Sources for Solutions

A new breed of social entrepreneurs could change our city - with a little help.



The most exciting things happening in Memphis these days aren't in the halls of power or among the power brokers. Instead, they are produced by a burst of entrepreneurship unseen here in 30 years.

However, this time, the energy comes from a special breed of entrepreneurs – social entrepreneurs.

It shouldn't be surprising that our city's rich history of business entrepreneurship should be followed by an era of social entrepreneurs who measure success in social value rather than profits. They see citizens as sources for solutions rather than as problems. They also are not inspired by small-scale ideas but by ideas that can change Memphis. Most of all, they don't wait for City Hall or any other leaders for permission.

Signs of their work are everywhere: Margot McNeeley's Project Green Fork. Ekundayo Bandele's Hattiloo Theatre. Aaron Shafer's Skatelife Memphis. Emily Trenholm and Sarah Newstok's Livable Memphis. Brian Stephens and Darrell Cobbins' Rebuild Government. Melissa Petersen's local food movement. Charlie Santo's Memphis Music Magnet Project. Roblyn Webb's Freedom Preparatory Academy. John Kirkscey's Memphis Art Park. Eric Matthews' Launch Memphis. There are others: Laura Adams' Shelby Farms Park. Brad Leon's Teach For America. Elizabeth Lemmonds' MemphisConnect. Austin Baker's Spirit of Memphis. Jamal McCall's KIPP Academy. John Lawrence's anti-sprawl work. Cardell Orrin's African-American arts and business leadership. And many, many more.

What they have in common is that all would resist being given credit for any of these important projects, because they know their success came from many people. It is this ability to rally others around their big ideas that characterizes social entrepreneurs most. That and the need to scratch for money and beg for help that define a large part of their day.

That's because unlike business entrepreneurship, it's rare for their socially minded counterparts to find the equivalent of a venture capital fund to encourage them and help them along. While a PBS special refers to them as "the new heroes" and universities research the best ways to create them, many of our social entrepreneurs admit that the harsh realities of Memphis grind many of them down before their ideas have a chance to prove their value.

It's too bad, because their projects prove they are not mere dreamers. All of these people are intensely focused, and they know how to develop business plans and ambitious strategies to implement their visions — qualities they share with business entrepreneurs.
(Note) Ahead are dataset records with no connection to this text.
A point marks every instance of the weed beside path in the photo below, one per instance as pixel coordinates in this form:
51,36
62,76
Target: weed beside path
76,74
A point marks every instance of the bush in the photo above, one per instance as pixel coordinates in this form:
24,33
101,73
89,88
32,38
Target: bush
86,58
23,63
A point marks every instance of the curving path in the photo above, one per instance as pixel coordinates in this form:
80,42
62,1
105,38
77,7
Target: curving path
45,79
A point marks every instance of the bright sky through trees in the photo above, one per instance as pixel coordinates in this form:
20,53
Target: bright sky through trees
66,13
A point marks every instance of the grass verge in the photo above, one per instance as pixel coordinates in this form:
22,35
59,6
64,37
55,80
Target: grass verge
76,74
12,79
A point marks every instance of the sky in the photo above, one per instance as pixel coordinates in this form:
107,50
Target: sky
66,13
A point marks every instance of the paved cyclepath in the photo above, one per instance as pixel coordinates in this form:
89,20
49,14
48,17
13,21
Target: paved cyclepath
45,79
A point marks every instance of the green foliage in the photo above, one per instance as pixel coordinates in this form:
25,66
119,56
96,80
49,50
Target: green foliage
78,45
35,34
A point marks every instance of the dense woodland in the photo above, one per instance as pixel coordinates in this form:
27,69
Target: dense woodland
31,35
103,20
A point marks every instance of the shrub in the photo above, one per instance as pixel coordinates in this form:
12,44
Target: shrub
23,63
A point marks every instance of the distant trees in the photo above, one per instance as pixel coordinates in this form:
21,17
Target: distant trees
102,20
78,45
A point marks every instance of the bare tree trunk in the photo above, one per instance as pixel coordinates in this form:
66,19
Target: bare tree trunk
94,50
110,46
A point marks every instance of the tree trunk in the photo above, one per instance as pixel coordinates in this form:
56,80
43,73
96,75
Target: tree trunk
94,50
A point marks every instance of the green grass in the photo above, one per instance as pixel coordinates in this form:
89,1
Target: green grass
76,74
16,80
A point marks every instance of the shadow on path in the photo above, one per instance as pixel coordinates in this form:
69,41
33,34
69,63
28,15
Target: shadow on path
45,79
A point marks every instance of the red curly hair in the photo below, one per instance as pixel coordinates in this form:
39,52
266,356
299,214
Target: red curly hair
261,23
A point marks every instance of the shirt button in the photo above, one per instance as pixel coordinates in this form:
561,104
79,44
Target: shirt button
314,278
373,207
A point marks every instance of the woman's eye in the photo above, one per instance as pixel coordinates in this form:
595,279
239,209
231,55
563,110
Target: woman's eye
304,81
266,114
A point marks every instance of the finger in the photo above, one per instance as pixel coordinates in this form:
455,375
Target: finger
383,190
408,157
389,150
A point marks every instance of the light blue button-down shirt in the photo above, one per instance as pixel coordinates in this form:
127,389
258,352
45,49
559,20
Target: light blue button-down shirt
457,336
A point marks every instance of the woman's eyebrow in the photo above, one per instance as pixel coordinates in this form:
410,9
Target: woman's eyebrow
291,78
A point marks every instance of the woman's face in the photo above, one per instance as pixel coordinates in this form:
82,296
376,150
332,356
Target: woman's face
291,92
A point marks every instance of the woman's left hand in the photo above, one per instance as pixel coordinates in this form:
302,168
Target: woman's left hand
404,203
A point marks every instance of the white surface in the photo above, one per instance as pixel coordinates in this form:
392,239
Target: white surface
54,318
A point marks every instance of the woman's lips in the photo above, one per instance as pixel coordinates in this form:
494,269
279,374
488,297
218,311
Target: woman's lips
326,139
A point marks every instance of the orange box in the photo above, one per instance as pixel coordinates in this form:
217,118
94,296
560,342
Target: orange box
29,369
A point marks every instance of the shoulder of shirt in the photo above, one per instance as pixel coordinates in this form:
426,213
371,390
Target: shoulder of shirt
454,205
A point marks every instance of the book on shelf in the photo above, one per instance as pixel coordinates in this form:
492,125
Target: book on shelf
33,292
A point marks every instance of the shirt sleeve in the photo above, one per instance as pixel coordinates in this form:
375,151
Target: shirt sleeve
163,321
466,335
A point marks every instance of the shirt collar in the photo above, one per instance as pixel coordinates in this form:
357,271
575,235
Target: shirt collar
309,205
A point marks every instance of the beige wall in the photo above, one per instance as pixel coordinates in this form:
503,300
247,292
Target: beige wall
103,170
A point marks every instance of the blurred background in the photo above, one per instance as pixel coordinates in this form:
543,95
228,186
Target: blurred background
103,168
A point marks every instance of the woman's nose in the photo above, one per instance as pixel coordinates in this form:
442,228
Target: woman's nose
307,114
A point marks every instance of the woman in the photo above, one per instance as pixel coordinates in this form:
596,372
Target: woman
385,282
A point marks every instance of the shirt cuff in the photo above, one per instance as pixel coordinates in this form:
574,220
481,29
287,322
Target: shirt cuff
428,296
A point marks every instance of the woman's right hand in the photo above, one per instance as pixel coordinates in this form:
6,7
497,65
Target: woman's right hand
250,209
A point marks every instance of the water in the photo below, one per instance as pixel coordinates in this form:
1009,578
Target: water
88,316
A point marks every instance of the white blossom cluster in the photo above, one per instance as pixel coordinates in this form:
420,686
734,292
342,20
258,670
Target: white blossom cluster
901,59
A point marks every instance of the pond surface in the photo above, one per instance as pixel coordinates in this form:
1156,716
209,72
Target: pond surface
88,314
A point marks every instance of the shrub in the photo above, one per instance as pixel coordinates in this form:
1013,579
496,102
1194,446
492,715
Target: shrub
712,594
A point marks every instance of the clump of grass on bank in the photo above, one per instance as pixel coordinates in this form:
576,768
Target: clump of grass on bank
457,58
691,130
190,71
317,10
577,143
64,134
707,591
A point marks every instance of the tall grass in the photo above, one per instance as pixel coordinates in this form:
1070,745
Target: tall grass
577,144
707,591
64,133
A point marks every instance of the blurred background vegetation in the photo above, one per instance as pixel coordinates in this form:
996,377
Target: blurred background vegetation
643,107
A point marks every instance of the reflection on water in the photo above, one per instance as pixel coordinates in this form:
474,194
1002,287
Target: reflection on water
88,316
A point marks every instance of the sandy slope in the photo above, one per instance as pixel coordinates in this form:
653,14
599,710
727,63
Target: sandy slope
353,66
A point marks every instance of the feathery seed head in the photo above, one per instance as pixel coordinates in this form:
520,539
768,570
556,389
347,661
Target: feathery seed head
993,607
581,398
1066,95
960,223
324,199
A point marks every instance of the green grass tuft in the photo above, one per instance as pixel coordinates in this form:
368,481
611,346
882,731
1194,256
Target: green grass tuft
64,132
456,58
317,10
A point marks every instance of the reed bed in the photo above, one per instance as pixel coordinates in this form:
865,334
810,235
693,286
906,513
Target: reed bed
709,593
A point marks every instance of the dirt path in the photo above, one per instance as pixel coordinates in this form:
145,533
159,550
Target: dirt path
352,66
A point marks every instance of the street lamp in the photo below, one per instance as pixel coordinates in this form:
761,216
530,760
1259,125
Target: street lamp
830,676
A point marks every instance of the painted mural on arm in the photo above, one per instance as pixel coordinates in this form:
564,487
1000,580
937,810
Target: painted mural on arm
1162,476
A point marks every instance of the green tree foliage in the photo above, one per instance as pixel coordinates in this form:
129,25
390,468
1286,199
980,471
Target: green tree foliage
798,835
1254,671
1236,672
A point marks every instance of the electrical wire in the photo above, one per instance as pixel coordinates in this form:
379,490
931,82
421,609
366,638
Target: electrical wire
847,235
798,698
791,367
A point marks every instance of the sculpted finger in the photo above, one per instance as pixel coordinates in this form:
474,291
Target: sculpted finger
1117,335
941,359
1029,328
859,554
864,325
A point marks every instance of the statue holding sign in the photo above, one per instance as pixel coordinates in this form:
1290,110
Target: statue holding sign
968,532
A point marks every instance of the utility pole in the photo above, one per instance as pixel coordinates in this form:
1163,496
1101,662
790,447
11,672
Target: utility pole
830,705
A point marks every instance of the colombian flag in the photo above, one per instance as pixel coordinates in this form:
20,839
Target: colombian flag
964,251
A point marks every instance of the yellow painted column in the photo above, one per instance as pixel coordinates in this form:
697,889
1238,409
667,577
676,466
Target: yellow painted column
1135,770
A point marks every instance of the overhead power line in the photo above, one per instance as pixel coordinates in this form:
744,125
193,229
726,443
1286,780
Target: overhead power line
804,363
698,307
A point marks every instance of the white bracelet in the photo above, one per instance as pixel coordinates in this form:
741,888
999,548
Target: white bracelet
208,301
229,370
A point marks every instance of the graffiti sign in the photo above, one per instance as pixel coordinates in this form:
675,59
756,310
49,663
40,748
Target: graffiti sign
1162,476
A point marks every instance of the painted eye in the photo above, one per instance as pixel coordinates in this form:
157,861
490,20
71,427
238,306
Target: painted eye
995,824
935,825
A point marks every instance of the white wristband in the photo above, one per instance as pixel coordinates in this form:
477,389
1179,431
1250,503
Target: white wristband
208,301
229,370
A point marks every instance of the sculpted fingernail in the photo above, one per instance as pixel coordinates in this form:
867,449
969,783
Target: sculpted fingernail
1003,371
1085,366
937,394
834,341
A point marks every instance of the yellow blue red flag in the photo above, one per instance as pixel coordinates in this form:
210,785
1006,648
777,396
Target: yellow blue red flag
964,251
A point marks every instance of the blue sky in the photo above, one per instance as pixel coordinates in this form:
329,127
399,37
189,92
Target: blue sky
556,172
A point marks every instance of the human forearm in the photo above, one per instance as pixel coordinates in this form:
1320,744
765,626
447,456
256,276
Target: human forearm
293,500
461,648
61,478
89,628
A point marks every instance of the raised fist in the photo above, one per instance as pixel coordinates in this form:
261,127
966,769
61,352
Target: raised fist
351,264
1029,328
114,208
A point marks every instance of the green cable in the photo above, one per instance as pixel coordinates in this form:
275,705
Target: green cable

What is different from the private sector is the limited access to money, and unfortunately, the general complacency in Memphis about the innovations that flow from them sends the message that grassroots opinion doesn't count.

To counter that, John Kirkscey suggested that a social venture fund "would open up a pool of entrepreneurs and attract the best and brightest who want to be part of creating a real, authentic, creative city rather than going into investment banking." For social entrepreneurs, he said, it's about the same risk/reward ratio that business entrepreneurs use, because "altruism isn't enough to keep people here if they can't earn a living."

He proposed that a social venture capital fund could set milestones and require business plans, designs, and goal posts for progress. "Each time someone reaches a milestone, money could kick in," he said. "Seed funds just need to be a small amount that allows people to live while proving that they can reach the first goal post. If they don't make it, there is no more money. If they do, they get funds so they can move to the second goal post, and if they reach it, then there is more. There is no money without progress and success."

Ed Glaeser, Harvard University economics professor and director of the Taubman Center for State and Local Government, told Leadership Memphis recently that the smartest thing that a city can do is to find, develop, and attract smart people and get out of the way. That advice applies to entrepreneurs wherever you can find them, he said.

To quote Kirkscey: "People doing socially beneficial things should get paid for their work. Otherwise, we have perverted the incentive system and it does not reward people who want to create a good society. Creative people, artists, and entrepreneurs all take risks, and together, we can make Memphis the Petri dish for creativity. Now, many people feel like they are hacking through the jungle with a machete trying to find the way to a real, authentic city."

In a city constantly in search of its brand, helping these social entrepreneurs succeed just might be the best one of all.